I start with the home office, but the desk is locked. I don’t want to risk noise if he’s still somewhere in the penthouse. The bookcases contain mostly business texts and classic literature, nothing personal or revealing.
The kitchen yields nothing more interesting than expensive ingredients and top-shelf alcohol.
But when I open the hall closet looking for blankets, something stops me cold.
Hidden behind winter coats, secured in a panel that looks like part of the wall, is a collection of weapons that would make a military unit jealous. Handguns, knives, and specialized surveillance equipment.
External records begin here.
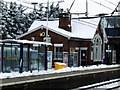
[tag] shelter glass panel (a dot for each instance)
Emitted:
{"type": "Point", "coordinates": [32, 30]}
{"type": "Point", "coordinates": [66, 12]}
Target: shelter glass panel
{"type": "Point", "coordinates": [25, 58]}
{"type": "Point", "coordinates": [11, 57]}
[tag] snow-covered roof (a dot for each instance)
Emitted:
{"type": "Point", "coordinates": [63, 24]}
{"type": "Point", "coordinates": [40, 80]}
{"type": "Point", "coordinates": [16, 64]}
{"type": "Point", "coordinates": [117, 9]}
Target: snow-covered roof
{"type": "Point", "coordinates": [24, 42]}
{"type": "Point", "coordinates": [82, 28]}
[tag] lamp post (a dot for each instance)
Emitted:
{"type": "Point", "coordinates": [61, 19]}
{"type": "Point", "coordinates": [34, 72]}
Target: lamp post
{"type": "Point", "coordinates": [34, 3]}
{"type": "Point", "coordinates": [47, 38]}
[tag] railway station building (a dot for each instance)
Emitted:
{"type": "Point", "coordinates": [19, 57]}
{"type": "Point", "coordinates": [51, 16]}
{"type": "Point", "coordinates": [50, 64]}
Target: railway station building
{"type": "Point", "coordinates": [22, 55]}
{"type": "Point", "coordinates": [72, 40]}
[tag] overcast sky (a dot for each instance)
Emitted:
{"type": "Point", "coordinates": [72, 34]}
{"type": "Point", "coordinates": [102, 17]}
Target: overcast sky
{"type": "Point", "coordinates": [94, 6]}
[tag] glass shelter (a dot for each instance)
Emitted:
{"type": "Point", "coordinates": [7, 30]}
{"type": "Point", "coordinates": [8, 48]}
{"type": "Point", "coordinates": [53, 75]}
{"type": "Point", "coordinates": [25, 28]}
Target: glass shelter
{"type": "Point", "coordinates": [22, 55]}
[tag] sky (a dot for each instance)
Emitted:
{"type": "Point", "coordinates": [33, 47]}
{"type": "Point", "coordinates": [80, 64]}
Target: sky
{"type": "Point", "coordinates": [94, 6]}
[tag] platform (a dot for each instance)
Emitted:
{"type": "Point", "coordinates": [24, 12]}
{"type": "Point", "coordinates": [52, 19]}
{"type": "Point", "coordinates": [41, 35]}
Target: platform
{"type": "Point", "coordinates": [65, 80]}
No art curator needs an arsenal.
More disturbing is that the sight of them doesn’t shock me the way it should. Instead, I find myself evaluating their quality and condition, automatically checking which ones are loaded and which need maintenance.
How do I know these things?
I close the panel carefully, making sure everything looks as I found it, but my hands are shaking as I back away from the closet.
Whatever Dmitri has told me about my past, and whatever identity he’s constructed for me doesn’t explain why the sight of enough weapons to outfit a small army feels familiar instead of terrifying.
Something is very wrong here.
I’m starting to think the problem isn’t my missing memory.
The problem is that I’m beginning to remember things I’m not supposed to know.